New Delhi, July 4 Alleging that private passenger trains will start operating within 100 days, the CPI-M has come out strongly against what it says is the government’s planned privatisation of Indian Railways.
“The Modi government’s second coming is going to be marked by a stepped up privatisation drive. Already the Niti Aayog has announced that 46 public sector enterprises will be sold off or shut down as per a 100 day action plan,” said an editorial in CPI-M journal “People’s Democracy”.
The heart of this privatisation drive will be the Indian Railways, it said.
According to an action plan proposed by the Railway Ministry, private passenger trains will be operated within 100 days, said the editorial.
Two passenger trains will be offered to Indian Railway Catering and Tourism Corp (IRCTC), a subsidiary of the railways to provide ticketing and onboard services.
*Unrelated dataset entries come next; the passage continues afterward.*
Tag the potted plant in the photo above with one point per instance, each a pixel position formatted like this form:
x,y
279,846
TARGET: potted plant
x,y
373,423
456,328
These trains will be run on important routes like the Golden Quadrilateral connecting major cities, it said.
“The government wants to hand over the running of premier trains, including the Rajdhani and Shatabdi Express trains, to private operators for which tenders would be floated this year itself.
“The trains to metropolitan cities and premier routes, which are more profitable, will be given to the private sector. This would imply also higher railway fares and cutting the subsidies given by the government,” the CPI-M said.
Now the proposal is for the seven production units and associated workshops to be hived off from the Indian Railways and brought under a separate company, it said.
“This would be the first step towards privatisation and will pave the way for outsourcing production to private companies.”
The Indian Railways has a network covering 69,182 km. It carries millions to all corners of India.
The editorial said: “The Indian Railways should not be privatized.”